Core Value #5: Relationship

Community is a place where the connection felt in our hearts make themselves known in the bonds between people, and where the tuggings and pullings of those bonds keep opening our hearts.

Parker J. Palmer

Without question, relationships are integral components in all schools; a fundamental cornerstone of school culture. A simple Google search reveals blog posts, research inquiries, and qualitative observations and lived experiences from tens of thousands of educators practicing in hundreds of different learning environments, social and political landscapes. From the micro: teacher-student and teacher-teacher. To the macro: staff-administration and school-families. And ours school culture is no different in the need to establish and maintain healthy and supportive relationships.

The work of Thomas Guskey highlights the link between professional learning and student learning.
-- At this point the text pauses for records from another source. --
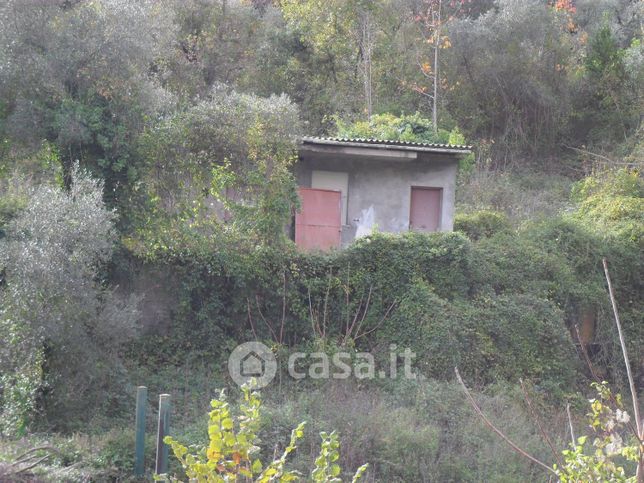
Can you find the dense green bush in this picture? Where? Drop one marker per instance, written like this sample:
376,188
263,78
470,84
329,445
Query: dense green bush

But do these relationships come about from shared learning experiences or are they born of a common purpose or predetermined role-playing in our schools? What has become evident has been the recognition for balance and the ongoing work it takes to cultivate and maintain these relationships. After working with a learner and developing a relationship with their over consecutive years has afford something needed to fuel relationships: time to connect.

Balance is not a passive resting place–it takes work, balancing the giving and the taking, the raking out and the putting in.

Robin Wall Kimmerer

Community is hard work; more importantly, we continue to strive and struggle to support the child to be fully who they are within community. Community is a process and it is always in the present. Working to foster, adapt, and evolve relationships with learners as they grow has been a challenge to my long held pedagogical believes. I now pause when I hear myself utter ‘shouldas’ and ‘wouldas’ when interacting with students.

Liz Tanner, the founder and first teacher of our school, serves as a beacon in the belief that “[t]he importance [sic] of mixed ages is very important to the premise that they [learners] are all intelligent beings with lots to offer [our classroom community]. [And] they are progressing as they should in their own time.” The arrangement of a multi-age classroom continues to reinforce the fact that age and readiness to learn are varied even within our class that spans three to four years in age.

In only my third year, most importantly, communities take time to build; healthy communities that is.